Most biographies become popular as a result of a historian's dogged research but "Alexander Hamilton," the book, has acquired its remarkable fame after it was made into a hit play on Broadway.
"Alexander Hamilton" was written in 2006 by Ron Chernow, and returns to the best seller list now because of the hugely successful stage production.
Chernow brings much detail to the text, including Hamilton's creation of what became the U.S. Coast Guard.
Newburyport is the birthplace of the Coast Guard, which Your Scribe confirmed last week.
I traveled to the Coast Guard Museum in New London, CT, where the museum is sited on the campus of the Coast Guard Academy.
And there it was: Words that stated the service started in Newburyport because the first revenue cutter, the Massachusetts, was built here.
Hamilton was Secretary of the Treasury, and in 1789 he realized the struggling young republic had few sources of revenue.
So he started a fleet of "revenue cutters" which were small (60 feet) vessels to collect tariffs and stop smuggling.
Ten cutters were ordered. Hamilton instructed that they be built in different ports so that numerous communities could benefit.
Newburyport built two, the Massachusetts and the Pickering.
Most of "Hamilton" is about subjects not relating to maritime expansion but Chernow does say that Hamilton and President George Washington put in a lot of time on deciding how big the cutters should be, how many men would staff them, and how many guns they would carry.
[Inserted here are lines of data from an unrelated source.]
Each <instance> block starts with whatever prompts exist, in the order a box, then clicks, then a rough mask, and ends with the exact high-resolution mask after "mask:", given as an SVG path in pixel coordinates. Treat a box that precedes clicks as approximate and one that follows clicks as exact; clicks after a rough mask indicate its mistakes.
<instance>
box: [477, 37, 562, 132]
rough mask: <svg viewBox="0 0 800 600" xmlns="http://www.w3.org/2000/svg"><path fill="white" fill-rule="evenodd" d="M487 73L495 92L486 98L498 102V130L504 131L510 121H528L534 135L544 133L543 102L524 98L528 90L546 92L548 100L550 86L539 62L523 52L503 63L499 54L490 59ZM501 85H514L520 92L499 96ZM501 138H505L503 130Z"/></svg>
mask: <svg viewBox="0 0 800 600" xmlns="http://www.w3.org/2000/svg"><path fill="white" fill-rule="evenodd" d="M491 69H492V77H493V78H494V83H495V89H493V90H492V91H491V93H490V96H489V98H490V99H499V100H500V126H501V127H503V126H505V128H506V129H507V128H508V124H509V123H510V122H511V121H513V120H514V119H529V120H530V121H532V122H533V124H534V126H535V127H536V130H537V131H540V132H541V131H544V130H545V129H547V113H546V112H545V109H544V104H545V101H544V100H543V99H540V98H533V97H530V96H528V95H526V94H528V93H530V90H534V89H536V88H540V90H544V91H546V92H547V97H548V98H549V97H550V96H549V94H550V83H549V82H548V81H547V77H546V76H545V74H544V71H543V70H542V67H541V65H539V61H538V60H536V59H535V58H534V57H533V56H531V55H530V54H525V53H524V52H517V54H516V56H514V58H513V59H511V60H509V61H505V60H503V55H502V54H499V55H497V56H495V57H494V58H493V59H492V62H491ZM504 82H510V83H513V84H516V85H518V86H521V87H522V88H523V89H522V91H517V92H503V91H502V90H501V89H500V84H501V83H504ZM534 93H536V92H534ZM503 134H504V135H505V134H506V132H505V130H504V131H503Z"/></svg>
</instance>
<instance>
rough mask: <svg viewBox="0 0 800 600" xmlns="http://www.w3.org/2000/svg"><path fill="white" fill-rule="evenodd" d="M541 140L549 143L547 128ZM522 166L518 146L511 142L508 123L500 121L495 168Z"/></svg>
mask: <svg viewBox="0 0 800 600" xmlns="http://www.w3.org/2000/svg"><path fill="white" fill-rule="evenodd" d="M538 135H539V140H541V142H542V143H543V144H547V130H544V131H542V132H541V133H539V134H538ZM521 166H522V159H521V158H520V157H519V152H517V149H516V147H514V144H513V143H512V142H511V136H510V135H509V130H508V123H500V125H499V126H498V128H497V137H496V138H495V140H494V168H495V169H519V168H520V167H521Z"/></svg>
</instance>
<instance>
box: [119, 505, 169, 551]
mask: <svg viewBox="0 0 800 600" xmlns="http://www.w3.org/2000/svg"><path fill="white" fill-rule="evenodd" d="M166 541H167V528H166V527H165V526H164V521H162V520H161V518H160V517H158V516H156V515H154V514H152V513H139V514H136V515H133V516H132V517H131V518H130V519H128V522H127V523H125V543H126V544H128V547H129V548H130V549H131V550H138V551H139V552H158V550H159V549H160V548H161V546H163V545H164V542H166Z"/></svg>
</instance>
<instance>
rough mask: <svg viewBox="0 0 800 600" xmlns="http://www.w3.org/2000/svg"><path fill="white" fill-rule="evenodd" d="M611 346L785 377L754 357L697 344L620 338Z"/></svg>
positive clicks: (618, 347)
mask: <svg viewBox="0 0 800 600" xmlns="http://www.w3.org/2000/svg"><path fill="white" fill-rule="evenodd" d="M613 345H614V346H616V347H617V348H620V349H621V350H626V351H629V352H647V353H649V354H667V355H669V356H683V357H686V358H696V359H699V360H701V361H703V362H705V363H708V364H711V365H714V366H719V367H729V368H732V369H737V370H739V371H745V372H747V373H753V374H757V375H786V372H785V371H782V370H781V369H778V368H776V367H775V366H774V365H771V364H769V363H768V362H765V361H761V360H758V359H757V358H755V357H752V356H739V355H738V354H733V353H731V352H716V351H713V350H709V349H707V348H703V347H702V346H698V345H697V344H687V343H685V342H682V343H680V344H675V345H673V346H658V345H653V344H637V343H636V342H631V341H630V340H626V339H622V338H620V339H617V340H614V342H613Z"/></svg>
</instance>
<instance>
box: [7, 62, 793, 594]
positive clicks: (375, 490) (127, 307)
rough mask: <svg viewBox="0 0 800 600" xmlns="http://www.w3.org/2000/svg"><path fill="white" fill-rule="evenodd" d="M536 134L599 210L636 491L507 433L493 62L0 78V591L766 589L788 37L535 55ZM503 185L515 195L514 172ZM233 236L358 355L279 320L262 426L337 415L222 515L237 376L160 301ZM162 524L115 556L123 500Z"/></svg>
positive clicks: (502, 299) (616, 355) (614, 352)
These revenue cutters served as the starting point of the U.S Coast Guard, officially so named in 1915.
A few things about "Hamilton":
- I could not read this as a book. Too much material. I listened to it on audio and loved it.
- The energetic, ambitious Hamilton was a rake with women, and was blackmailed by a married woman whose (knowing) husband sent the demand letters.
- Hamilton's 20-something son also died in a duel of honor. Alexander Hamilton was devastated but months later went out and did the same thing - with the same result.